Le lendemain, nous prenions le train pour Valence où nous le retrouvâmes au foyer d'une famille amie et courageuse d'industriels bien introduits où nous attendîmes de vrais faux papiers. Mon père devint Jean Valois, né à Tours. Sous cette identité d'emprunt nous gagnâmes Annemasse où nous attendîmes dans un hôtel. Le premier jour, sortant prendre l'air, nous tombâmes sur une connaissance qui s'exclama bruyamment : "Ah ! Docteur Weill, vous ici ?" Ensuite nous nous terrâmes.

Grâce à ma tante Sarah mariée à un Suisse nous avions des visas d'entrée en Suisse mais évidemment pas de visas de sortie de France. Nous traversâmes la frontière clandestinement sans trop d'encombre, en pleine nuit, à travers des barbelés, avec notre plus jeune frère qui n'avait que cinq ans et qui perdit une chaussure dans l'opération. Ce passage de frontière réussi eut en lui-même un caractère miraculeux car il est apparu après la guerre que la " passeuse "livrait certains groupes : elle a été poursuivie et fusillée.

Après un passage dans un camp de transit nous résidâmes à Genève. Mon père garda le contact avec l'OSE, et traversa plusieurs fois la frontière pour apporter des fonds à la Résistance française, grâce à un contrebandier reconverti. ; il eut aussi l'occasion de travailler avec des œuvres sociales américaines. Le passage du représentant de l'une d'elles dans le camp soviétique lui valut d'être interrogé et mis en garde par la CIA après la Libération. Il tombait évidemment des nues !

Après la guerre.

Visite du Président Coty à la Synagogue de la Paix, le 5 juillet 1957 - de g. à dr. : J. Weill, R. Coty, Ch. Ehrlich
et le G.R. Deutsch - © Etienne Klein
Après la guerre, il s'installa pendant deux ans à Paris, où il se constitua rapidement une clientèle appréciable. Mais il ne parvint pas à trouver l'équivalent de sa chère clinique Sainte-Anne, et en 1947 revint à Strasbourg.

Nous habitions à l'ESCA, rue des Pontonniers. Outre son activité médicale intense, il fut, comme déjà souligné, président du Consistoire du Bas Rhin. En cette qualité, il reçut avec les dirigeants le Président de la République René Coty venu inaugurer la synagogue des Contades. Quelques années plus tard il reçut, dans la même synagogue, le Général de Gaulle en déplacement présidentiel à Strasbourg. Des photographies témoignent de ces événements.

Lorsqu'il prit sa retraite, il décida de quitter Strasbourg, car autrement il n'aurait pas pu résister aux sollicitations de ses malades. L'un d'entre eux, émigré au Canada, le fit venir à ses frais car il n'avait confiance qu'en lui. Cela montre sa popularité, méritée et justifiée.

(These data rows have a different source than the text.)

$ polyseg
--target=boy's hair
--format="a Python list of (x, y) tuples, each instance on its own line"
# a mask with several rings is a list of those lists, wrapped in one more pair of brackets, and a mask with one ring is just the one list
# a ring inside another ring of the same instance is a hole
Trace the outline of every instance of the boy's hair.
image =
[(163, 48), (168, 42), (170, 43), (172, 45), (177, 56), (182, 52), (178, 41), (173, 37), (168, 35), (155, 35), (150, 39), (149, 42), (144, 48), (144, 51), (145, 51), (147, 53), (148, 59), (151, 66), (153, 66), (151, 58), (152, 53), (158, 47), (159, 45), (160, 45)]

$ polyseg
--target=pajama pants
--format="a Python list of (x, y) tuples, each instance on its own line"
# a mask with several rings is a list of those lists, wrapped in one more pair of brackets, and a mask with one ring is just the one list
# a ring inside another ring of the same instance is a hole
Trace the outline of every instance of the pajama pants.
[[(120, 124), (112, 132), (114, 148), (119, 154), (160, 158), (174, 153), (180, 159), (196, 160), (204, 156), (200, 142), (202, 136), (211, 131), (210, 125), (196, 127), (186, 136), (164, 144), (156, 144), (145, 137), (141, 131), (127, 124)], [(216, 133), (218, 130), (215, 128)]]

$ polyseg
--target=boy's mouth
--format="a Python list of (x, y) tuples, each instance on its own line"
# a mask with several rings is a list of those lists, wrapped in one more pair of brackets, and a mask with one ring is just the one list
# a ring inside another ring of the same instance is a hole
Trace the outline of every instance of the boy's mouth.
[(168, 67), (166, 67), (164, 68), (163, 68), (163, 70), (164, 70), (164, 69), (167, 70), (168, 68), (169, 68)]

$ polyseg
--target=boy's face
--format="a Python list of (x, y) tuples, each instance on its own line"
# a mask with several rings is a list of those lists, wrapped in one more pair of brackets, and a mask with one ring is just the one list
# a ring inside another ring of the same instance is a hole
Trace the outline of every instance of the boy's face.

Il se retira près de Besançon, dans une propriété mitoyenne de celle de l'un de nous. Notre mère mourut brutalement en 1981. Il lui survécut, mais sa santé se détériora peu à peu, et lui-même quitta ce monde sept ans plus tard, regretté et pleuré par ses nombreux amis, ses connaissances et ses anciens patients.

Ce fut un homme remarquable dont l'un des principes conducteurs était "qu'il faut toujours tenter quelque chose". Nous, ses trois fils, qui avons entretenu les meilleures relations avec lui jusqu'à son dernier jour, pouvons en témoigner.